>On 25 November 2010 00:52, Henrik Goldman <h...@x-formation.com> wrote:
>> Hello,
>>
>> I wonder if anyone ever considered using memcached as an optional backend
>> for ccached?
>>
>> Here is the issue we're considering. In our C++ project we have a number of
>> developers doing their own local compilations. When any updates occurs (e.g.
>> they update to the latest source code from scm) the compilations are the
>> same for all the machines. Sure ccache is great when you re-do the
>> compilation, but here the compilation being re-done on a number of machines.
>> Using memcached would allow us to have a truly distributed cache that would
>> both help developers and machines in the build farm to speed up work.
>>
>> What do you guys think?
>
>I think it would be a pretty interesting idea.
>
>Obviously you would need to trust all the other clients writing into
>the cache, but that's probably feasible in this environment.
>
>A shared cache kept entirely in ram might grow fairly big, but it's
>not so expensive to get an 8GB or 16GB machine devoted to this.

Why don't you just put the cache on a NFS (/CIFS) mounted
volume?  With the most recent version this should work well.

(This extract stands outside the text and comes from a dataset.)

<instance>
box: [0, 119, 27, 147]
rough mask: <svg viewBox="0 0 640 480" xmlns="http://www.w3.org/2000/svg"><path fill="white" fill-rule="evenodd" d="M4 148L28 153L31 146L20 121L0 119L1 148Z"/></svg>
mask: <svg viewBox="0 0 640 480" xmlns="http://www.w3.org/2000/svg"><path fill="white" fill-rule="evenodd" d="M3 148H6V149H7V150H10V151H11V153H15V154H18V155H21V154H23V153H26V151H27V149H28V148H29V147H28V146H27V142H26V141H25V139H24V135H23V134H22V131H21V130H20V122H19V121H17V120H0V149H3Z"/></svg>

If you already are, are you really doing enough writes to
swamp a NFS cache server?  It probably requires hundreds of
compiling clients; since we have over a hundred here and
don't see a bottleneck - with a single well performing NFS
server.

If you need more performance you can get a better NFS server
appliance (up to thousands of disks if you have the $$), or
on the cheap by striding the cache across 16 (or 256) small
NFS servers.

You can also serve NFS from a ram disk via loopback,
although if you give a machine enough memory, it's going to
keep a normal file system in RAM anyways, so using a ramdisk
primarily provides you with write bandwidth, not read
bandwidth nor latency.

Memcached would provide a nice benefit of providing
tolerance for machines going down, and somewhat better
latency, but perhaps the above ideas with the existing
version can deliver enough performance for you.